Thursday, October 1, 2009

Winding Down

Yikes! It has been awhile since I last posted a garden update! September is always such a busy month with the start of school and other activities. Now that I've more or less been back into a routine, I can once again focus on the garden.

Things are definitely starting to wind down in my kitchen garden. I don't think we have experienced a frost as yet, but the nights are definitely getting colder. Thinking back to my seed starting last spring, i seem to remember the average last frost date falling between oct 10-15. So the inevitable is coming. Hopefully the raised beds help protect a bit from the colder weather. Here is a run down of how things are growing starting from the most successful to the least:

Wow. If I do say so myself, I'm impressed with the wall of green beans! Despite being a victim of a rogue deer attack about a month ago (when a full 1 metre square of leaves were eaten in the middle), the plant has recovered nicely and and all the leaves have filled in once again. I have been picking beans quite frequently and there continues to be a lot of blossoms promising more to come.

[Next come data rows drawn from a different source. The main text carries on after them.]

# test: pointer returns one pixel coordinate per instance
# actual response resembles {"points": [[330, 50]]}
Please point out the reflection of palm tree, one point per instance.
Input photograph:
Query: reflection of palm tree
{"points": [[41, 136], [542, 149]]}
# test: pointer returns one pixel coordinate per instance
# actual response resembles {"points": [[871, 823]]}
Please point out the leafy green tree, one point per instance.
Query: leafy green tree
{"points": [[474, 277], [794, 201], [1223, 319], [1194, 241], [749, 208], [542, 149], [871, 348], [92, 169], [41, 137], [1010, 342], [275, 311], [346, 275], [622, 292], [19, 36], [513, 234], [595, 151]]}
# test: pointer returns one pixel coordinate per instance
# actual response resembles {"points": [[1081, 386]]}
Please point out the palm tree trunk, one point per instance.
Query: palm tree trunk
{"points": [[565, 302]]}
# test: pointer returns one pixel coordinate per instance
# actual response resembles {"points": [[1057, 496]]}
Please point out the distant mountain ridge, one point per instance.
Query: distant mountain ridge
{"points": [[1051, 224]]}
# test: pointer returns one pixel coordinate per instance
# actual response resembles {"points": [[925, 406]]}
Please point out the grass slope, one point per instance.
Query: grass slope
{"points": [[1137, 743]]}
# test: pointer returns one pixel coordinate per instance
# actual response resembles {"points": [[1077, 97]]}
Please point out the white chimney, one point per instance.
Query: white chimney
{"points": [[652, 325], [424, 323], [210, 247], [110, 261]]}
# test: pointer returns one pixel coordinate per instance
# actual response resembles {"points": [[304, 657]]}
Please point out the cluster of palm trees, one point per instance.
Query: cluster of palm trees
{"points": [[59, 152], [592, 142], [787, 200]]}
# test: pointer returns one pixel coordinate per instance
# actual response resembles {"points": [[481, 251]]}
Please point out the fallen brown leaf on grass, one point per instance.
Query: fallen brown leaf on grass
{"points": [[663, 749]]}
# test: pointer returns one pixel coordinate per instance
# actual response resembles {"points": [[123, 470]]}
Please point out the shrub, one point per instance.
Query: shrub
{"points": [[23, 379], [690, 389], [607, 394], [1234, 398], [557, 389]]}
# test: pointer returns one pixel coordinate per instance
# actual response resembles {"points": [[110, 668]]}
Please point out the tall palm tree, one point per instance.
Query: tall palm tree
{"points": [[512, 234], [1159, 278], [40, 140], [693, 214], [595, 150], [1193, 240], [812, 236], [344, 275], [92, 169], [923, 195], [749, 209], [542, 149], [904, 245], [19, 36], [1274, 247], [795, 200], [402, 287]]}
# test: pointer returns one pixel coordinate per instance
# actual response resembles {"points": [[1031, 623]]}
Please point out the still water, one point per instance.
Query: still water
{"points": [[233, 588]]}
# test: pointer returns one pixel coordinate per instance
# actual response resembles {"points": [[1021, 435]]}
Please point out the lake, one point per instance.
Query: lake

The yellow beans, which I had to replant (again!), are now starting to show some signs of growth. Three time the charm, I guess. Now it is a race against time, I suppose, to see if I get any beans out of it.

The carrots have produced very well throughout the season. I pulled the last of the carrots today.
There are a lot of green tomatoes still left on the vines. They continue to ripen, albeit slowly. The colder nights are definitely starting to take their toll. I wouldn't say that I've had a bumper crop- certainly not enough to store/freeze for the winter months, but just enough to enjoy a tomato or two here and there with dinner.


The Swiss Chard has finally grown big enough to eat! Since I am the only lover of the chard in my family, there has been just enough for me to have a few meals. I'm hoping that this will extend a couple more weeks as i understand this plant is tolerant of the chillier fall weather.
Moving on, we now come to the failures, um, i mean "learning experiences" of the garden this year. First on the plate (or not on the plate it would seem) is the peppers. While the plants themselves looked good and seemed to grow blossoms, i only had one tiny pepper appear. After a little research, i think one of the main problems was the cold, rainy weather at the beginning of the season. Peppers, apparently, do not produce if exposed to cooler temperatures at all during the growing season. While i waited until after the suggested planting date to set them out, I do recall there was an evening in July where they actually called for frost. Next year, I'm planning to build some sort of polly tunnel/greenhouse around the peppers to keep things nice and warm.
The zucchini and cucumbers fared no better. Each only managed to produce one minuscule vegetable- hardly big enough to eat. One of the main problems was the soil itself. I definitely have to work on more fertile soil next year. Also, as the colder weather set in, I think that the zucchini suffered from late blight. I have read a lot about blight being a major problem for gardeners this year and that it can spread like wildfire. I made the decision to pull the whole thing so that it wouldn't move to other plants.
The cucumber plant was started too late in the season, and I think it simply ran out of time. Just when it seemed to finally start growing, the weather turned colder.